Normal Forms and MongoDB
Source: Dev.to
Normal Forms and Modern Data Modeling
When databases were first designed, the relational model focused on enterprise‑wide entities defined before any access patterns were known. The idea was to create a stable, normalized schema that many future applications could share.
Today we design databases for specific applications or bounded domains. Instead of a full model up front, we add features incrementally, gather feedback, and let the schema evolve with the application.
Key point: Normal forms aren’t just relational theory—they describe real data dependencies. Even with MongoDB’s document model you still need to think about normalization; you just have more flexibility in how you apply it.
MVP: One Pizza, One Manager, One Variety, One Area
We’re starting a new business: a large network of pizzerias across many areas with a wide variety of pizzas.
MVP assumptions
| Attribute | Value |
|---|---|
| name | “A1 Pizza” |
| manager | “Bob” |
| variety | “Thick Crust” |
| area | “Springfield” |
{
"name": "A1 Pizza",
"manager": "Bob",
"variety": "Thick Crust",
"area": "Springfield"
}
No repeating groups or multi‑valued attributes → already in First Normal Form (1NF).

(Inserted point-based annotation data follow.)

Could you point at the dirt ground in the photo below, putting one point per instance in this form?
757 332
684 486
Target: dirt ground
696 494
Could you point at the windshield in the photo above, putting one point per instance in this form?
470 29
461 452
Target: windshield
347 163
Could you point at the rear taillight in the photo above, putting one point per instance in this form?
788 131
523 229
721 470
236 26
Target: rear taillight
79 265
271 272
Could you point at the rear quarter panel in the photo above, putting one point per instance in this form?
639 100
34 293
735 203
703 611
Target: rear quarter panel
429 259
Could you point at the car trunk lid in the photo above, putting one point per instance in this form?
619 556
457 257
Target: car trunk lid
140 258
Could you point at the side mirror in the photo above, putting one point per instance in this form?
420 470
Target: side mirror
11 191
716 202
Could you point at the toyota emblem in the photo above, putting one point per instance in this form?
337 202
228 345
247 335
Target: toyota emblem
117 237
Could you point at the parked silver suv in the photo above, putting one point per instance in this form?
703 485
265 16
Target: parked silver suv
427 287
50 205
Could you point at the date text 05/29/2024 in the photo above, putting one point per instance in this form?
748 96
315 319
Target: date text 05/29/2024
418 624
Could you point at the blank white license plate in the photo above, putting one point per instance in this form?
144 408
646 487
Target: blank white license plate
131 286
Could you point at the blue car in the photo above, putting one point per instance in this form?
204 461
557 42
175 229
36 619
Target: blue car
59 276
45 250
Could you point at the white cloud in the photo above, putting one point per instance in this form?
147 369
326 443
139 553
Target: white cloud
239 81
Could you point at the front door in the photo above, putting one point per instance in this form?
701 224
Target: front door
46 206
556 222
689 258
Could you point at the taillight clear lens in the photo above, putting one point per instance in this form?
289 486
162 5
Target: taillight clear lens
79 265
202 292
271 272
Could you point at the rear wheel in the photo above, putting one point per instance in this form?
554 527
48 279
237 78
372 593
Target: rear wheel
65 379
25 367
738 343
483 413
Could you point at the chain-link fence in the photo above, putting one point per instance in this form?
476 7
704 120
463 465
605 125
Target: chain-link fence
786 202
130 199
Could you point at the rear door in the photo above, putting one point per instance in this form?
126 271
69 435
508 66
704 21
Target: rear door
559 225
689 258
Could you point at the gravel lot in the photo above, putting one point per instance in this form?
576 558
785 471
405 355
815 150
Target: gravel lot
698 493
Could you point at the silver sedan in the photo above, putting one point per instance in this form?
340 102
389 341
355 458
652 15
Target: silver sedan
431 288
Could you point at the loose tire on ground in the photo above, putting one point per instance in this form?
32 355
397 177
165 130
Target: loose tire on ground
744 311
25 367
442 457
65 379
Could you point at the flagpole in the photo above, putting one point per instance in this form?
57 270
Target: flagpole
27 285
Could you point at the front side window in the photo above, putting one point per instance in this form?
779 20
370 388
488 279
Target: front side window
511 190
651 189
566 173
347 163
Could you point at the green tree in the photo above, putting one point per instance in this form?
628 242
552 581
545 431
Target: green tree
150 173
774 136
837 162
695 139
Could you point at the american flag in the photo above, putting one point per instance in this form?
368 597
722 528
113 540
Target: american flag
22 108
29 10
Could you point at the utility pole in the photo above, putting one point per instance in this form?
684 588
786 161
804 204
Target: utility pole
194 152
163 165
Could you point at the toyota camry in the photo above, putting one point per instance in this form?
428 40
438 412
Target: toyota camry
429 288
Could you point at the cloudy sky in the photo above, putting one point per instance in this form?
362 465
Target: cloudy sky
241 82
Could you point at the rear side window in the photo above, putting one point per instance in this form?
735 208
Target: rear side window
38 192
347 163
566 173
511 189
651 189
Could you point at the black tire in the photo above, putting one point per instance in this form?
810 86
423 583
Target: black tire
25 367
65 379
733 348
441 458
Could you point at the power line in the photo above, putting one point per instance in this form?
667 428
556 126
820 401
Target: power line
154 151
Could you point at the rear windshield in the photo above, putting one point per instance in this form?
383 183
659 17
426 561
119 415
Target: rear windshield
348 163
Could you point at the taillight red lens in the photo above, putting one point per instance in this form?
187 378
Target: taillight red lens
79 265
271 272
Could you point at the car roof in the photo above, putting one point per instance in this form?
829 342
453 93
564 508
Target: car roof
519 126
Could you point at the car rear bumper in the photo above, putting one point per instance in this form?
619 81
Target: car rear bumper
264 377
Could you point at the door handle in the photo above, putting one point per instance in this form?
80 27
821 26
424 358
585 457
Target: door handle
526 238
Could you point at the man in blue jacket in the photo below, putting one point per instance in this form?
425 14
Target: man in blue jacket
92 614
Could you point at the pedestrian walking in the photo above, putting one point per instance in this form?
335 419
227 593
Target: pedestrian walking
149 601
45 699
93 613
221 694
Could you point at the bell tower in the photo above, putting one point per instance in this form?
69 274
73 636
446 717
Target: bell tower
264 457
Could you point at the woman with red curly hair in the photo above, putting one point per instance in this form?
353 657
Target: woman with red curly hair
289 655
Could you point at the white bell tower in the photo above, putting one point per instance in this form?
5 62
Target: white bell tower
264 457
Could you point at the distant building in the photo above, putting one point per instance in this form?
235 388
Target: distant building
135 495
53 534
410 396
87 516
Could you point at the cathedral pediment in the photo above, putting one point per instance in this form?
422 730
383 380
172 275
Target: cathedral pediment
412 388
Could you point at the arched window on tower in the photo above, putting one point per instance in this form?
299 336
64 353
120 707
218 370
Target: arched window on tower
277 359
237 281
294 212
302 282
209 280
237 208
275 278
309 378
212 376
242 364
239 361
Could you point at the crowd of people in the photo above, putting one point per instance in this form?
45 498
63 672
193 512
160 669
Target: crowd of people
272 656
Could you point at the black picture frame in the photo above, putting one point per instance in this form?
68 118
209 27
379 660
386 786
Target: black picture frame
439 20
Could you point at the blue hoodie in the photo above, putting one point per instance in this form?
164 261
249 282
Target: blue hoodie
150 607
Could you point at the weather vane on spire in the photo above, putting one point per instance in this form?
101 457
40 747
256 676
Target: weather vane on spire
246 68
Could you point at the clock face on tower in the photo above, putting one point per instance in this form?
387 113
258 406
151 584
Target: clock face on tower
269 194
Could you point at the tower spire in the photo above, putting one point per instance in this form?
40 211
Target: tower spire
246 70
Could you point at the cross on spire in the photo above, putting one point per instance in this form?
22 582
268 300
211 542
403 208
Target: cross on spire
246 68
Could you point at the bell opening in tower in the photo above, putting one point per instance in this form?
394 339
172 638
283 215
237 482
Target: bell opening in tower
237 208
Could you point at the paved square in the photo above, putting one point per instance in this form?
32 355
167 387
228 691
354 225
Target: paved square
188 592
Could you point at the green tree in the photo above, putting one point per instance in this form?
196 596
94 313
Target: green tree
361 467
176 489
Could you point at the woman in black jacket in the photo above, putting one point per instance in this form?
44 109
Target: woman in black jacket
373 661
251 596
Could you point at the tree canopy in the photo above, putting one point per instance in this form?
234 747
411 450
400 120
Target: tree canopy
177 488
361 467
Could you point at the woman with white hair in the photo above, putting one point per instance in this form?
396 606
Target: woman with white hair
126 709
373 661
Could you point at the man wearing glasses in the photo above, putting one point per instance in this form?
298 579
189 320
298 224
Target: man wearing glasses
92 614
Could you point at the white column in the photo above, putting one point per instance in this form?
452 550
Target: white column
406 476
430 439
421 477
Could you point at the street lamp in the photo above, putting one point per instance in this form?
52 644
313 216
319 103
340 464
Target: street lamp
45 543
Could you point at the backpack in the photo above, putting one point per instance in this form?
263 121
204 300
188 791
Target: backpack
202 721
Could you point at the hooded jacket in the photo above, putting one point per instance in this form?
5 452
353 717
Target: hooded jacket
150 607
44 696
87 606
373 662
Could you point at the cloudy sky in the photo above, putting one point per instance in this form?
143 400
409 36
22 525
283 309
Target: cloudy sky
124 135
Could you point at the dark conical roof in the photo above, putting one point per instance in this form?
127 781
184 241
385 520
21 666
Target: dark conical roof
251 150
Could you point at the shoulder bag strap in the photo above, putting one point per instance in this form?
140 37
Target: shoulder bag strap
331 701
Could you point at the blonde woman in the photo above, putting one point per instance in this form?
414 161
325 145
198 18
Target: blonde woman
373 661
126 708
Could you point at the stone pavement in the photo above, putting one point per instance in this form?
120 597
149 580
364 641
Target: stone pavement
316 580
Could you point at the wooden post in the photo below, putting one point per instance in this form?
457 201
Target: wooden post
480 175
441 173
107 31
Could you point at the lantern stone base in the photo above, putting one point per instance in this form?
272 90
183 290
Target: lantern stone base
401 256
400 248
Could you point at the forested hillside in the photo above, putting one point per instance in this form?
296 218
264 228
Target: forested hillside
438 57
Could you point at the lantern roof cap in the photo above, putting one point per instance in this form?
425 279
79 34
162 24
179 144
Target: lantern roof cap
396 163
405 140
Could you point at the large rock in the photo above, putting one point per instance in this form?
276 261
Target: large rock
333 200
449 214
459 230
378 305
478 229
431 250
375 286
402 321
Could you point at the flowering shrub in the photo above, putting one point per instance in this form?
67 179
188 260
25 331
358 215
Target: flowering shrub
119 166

Because the MVP data model is simple—one value per attribute and a single key—there are no dependencies that would violate higher normal forms.
Many designs start out fully normalized, not because the designer painstakingly worked through every normal form, but because the initial dataset is too simple for complex dependencies to exist.
Normalization becomes necessary later, as business rules evolve and new varieties, areas, and independent attributes introduce dependencies that higher normal forms address.
Adding Multiple Varieties – Violating 1NF
When a pizzeria can offer several varieties, a naïve approach might be:
{
"name": "A1 Pizza",
"manager": "Bob",
"varieties": "Thick Crust, Stuffed Crust",
"area": "Springfield"
}
Why this breaks 1NF
- Atomicity – each field must hold a single, indivisible piece of data.
- A comma‑separated string cannot be queried, indexed, or updated efficiently as individual varieties.
Proper 1NF‑compliant representation
Relational view – store the one‑to‑many relationship in a separate table.
Document view – use an array instead of a delimited string.
{
"name": "A1 Pizza",
"manager": "Bob",
"email": "bob@a1-pizza.it",
"varieties": ["Thick Crust", "Stuffed Crust"]
}
- Each array element is atomic and independently addressable → satisfies a document‑oriented equivalent of 1NF.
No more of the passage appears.